Students with a GPA below 2.85 may, at the discretion of the dean, be asked to take the GRE or other diagnostic tests. Admission will be based upon consideration of test results, previous academic performance, and related employment, if applicable.
Students with insufficient background for admission into the Data Science M.S. program may be admitted if they have satisfied the following prerequisites or equivalents before taking any graduate-level courses in the program:
CSCI 125 Computer Programming I (3 credits)
CSCI 185 Computer Programming II (3 credits)
CSCI 235 Elements of Discrete Structures (3 credits)

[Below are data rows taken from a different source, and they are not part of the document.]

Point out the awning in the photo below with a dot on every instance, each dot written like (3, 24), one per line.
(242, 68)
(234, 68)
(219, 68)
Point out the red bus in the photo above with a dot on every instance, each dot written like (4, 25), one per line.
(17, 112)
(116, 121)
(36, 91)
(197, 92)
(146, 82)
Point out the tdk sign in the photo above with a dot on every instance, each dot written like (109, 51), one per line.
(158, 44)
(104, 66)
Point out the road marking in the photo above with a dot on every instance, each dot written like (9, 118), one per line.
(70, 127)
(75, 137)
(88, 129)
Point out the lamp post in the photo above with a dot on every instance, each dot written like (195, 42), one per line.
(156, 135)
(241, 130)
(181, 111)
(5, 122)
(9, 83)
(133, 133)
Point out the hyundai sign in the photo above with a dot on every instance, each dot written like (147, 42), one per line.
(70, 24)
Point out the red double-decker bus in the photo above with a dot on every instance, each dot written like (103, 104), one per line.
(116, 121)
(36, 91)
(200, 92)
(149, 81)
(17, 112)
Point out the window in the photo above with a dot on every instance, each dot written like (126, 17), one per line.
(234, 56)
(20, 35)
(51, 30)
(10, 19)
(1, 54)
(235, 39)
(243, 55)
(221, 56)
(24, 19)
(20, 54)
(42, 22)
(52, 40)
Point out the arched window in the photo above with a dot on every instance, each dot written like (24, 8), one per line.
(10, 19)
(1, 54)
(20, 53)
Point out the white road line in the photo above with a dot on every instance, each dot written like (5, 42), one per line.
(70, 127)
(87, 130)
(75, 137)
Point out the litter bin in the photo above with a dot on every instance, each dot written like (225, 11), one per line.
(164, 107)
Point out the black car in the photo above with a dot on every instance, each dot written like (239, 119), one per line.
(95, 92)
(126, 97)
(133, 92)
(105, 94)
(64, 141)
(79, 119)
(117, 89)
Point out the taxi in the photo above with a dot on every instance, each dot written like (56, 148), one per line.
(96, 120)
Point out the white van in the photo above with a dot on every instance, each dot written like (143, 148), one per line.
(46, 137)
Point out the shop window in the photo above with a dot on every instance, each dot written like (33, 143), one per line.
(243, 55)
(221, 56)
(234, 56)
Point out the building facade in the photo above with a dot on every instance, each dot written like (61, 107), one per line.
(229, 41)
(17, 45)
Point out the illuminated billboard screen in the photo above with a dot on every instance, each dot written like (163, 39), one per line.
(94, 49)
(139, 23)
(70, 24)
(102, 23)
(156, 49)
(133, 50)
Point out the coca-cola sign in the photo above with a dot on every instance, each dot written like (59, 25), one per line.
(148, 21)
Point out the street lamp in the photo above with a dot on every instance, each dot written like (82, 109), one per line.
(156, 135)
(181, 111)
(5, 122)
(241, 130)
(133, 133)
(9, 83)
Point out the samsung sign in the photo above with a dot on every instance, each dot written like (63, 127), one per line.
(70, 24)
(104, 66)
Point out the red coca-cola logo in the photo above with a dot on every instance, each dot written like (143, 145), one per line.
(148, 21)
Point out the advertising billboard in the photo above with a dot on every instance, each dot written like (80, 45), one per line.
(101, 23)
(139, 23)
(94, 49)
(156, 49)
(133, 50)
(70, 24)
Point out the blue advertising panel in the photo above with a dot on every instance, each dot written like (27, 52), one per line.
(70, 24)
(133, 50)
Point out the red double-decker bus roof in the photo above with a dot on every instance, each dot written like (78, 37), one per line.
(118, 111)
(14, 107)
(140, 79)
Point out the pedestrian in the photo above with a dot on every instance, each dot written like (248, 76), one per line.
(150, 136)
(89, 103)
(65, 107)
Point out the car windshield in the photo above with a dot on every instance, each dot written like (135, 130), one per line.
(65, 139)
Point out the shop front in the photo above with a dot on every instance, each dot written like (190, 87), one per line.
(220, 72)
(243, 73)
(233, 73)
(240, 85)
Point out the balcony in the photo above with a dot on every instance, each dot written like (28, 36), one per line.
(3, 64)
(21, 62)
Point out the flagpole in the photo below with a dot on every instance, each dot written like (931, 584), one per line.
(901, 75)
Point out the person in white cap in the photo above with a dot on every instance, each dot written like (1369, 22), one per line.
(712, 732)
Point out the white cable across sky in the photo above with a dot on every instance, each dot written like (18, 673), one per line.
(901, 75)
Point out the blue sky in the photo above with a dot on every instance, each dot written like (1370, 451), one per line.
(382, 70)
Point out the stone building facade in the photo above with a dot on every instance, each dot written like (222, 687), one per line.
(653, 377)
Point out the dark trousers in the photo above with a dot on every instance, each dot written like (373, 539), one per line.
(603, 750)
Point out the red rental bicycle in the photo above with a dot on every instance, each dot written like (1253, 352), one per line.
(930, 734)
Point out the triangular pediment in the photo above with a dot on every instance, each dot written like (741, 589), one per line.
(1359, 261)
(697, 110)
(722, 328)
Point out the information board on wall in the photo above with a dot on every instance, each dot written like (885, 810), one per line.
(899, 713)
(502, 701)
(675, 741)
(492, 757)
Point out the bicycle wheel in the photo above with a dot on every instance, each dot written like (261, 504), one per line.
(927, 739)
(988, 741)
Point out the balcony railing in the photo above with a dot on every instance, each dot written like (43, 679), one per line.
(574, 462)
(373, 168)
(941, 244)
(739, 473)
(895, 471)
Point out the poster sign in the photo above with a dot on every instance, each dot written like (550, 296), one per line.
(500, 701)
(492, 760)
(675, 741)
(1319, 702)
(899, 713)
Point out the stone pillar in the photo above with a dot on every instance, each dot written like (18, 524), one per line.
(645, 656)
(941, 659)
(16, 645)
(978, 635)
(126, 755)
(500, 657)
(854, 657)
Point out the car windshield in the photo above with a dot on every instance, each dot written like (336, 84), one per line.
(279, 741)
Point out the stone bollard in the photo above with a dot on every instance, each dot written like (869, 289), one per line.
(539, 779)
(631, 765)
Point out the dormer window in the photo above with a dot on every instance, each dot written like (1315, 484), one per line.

CSCI 260 Data Structures (3 credits)
CSCI 270 Probability and Statistics for Computer Science (3 credits)
CSCI 300 Database Management (3 credits)
CSCI 312 Theory of Computation (3 credits)
CSCI 335 Design and Analysis of Algorithms (3 credits)
Additional Prerequisite Courses
MATH 170 Calculus I (4 credits)
MATH 180 Calculus II (4 credits)
MATH 310 Linear Algebra (3 credits)
Note: Credits earned for the courses above will not be counted toward the 30 credits required for the degree.
$50 nonrefundable application fee.
Copies of undergraduate transcripts for all schools attended. All final, official transcripts must be received prior to the start of your first semester.
Copy of college diploma or proof of degree.
Official GRE scores, if required (NYIT GRE Code: 2561).
International student requirements: English proficiency, I-20, and transcript evaluation (International students on an F-1 visa are not currently eligible for admission to the Data Sciences, M.S. for the spring 2019 semester. Please contact our admissions team at firstname.lastname@example.org for more information.)
Students may transfer up to six transfer credits from an accredited graduate program for appropriate courses in which a minimum grade of B was earned.